The film stars Carey Mulligan as Maud Watts, a composite everywoman – a fictitious laundress who was typical of the kind of working class woman who joined the suffragettes in the 1910s. She is the lens through which we see the development of the Suffragist movement from decades of peaceful protest to action. “Deeds, not words,” as Emmeline Pankhurst said. The action is set in London – Mrs Pankhurst appears in the film only briefly, in a cameo by Meryl Streep. Manchester is very much not in this film, frustratingly.
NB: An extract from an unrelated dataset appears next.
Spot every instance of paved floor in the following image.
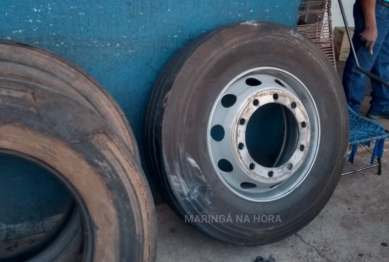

Somehow it doesn’t matter too much. This film is about much more than votes for women. In the launderette, Maud witnesses a young girl being raped by the foreman, something that happened to her at the same age. When she is asked to speak to Lloyd George’s committee in Parliament, which is considering a change in the law, he asks about her background and she reveals that she earns 13 shillings a week and that men earn 19 shillings – for the same hours. After she is arrested a second time, Maud is thrown out by her husband, Sonny, and prevented from seeing their young son. As Sonny tells her, she has no rights over George and he later puts the boy up for adoption, which she is powerless to prevent. This was the brutal reality of many women’s lives – sexual violence, less pay and treated as mere chattel. How far we have come in a century.

Suffragette Charity Screening - Pankhurst Centre at The WhitworthAlso brutal was the reality of what happened to those brave, pioneering women who fought on the streets for universal suffrage. It’s one thing to read about it in the history books, another to view the dramatised scenes of women being beaten to the ground by police truncheons on a demonstration, then repeatedly kicked before being dragged off by the hair to the cells are a punch to the guts. We also see the ugly violence in prison as Maud is force-fed when she goes on hunger strike – held down by half a dozen warders and made to swallow a rubber tube. Watching these scenes was incredibly emotional for me.

The film’s closing scenes show Maud and Emily Wilding Davison at the Epsom derby, as they hope to hold up their banners to George V. When they cannot get near him, Emily steps onto the race track and is killed. The action then switches to archived Pathé footage of Davison’s funeral procession, the route lined with thousands of people. Before the credits roll, various dates when women were given the vote in different countries scroll up, ending with Saudi Arabia in 2015 – when the Government promised women the vote but have yet to do anything about it. Deeds please, not words. We still have a long way to go.

Next year – 2019 – marks the 200th anniversary of the Peterloo Massacre, when working class men and women protested peacefully to be enfranchised and were violently charged by soldiers in return. Hundreds were injured, and 17 people lost their lives. Manchester has been at the epicentre of the fight for the right to vote, and we should never forget the sacrifices of those who paved the way to the law being changed for the better.